Buddha’s teachings, which are known as ‘Dharma’, are likened to a wheel that moves from country to country in accordance with changing conditions and people’s karmic inclinations
The external forms of presenting Buddhism may change as it meets with different cultures and societies, but its essential authenticity is ensured through the continuation of an unbroken lineage of realised practitioners.
Kadampa Buddhism throughout the World
Kadampa Buddhism was first introduced into the West in 1977 by the renowned Buddhist Master, Venerable Geshe Kelsang Gyatso.
Since that time he has worked tirelessly to spread Kadampa Buddhism throughout the world by giving extensive teachings,writing many profound texts on Kadampa Buddhism, and founding the New Kadampa Tradition (NKT). There are now more than 1200 Centres and groups worldwide that have been established by Geshe Kelsang.
World Peace Temples
In 1997 the first purpose designed and built Kadampa Temple was opened at Manjushri Centre in Ulverston in the Lake District. Since then, four more of these traditional temples have been constructed in New York, Brazil, Portugal and the most recent in Arizona.
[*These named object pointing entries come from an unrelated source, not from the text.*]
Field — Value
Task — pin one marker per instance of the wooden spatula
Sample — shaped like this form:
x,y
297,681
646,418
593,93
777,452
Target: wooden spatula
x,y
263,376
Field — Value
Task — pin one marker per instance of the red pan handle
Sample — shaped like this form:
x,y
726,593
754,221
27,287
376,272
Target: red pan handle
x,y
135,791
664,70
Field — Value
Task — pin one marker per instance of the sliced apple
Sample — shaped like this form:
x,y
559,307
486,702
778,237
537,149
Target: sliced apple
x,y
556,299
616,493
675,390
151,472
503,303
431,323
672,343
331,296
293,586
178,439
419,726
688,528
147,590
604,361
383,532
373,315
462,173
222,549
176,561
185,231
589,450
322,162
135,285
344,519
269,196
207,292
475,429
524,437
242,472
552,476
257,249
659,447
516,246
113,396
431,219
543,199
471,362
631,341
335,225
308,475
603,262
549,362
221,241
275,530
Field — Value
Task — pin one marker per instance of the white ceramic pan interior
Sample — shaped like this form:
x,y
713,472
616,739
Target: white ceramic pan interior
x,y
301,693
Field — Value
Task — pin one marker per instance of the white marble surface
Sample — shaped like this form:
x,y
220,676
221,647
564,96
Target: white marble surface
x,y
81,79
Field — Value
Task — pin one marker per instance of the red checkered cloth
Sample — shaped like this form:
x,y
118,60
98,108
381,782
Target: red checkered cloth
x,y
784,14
There are many other Temples in or near major cities around the world that have adapted existing buildings. Geshe-la aims for each major town in the world to have its own Temple dedicated to world peace and directly helping local people to develop the peaceful minds that are the basis for world peace.
The Kadampa World Peace temple at Manjushri Centre, Ulverston UK.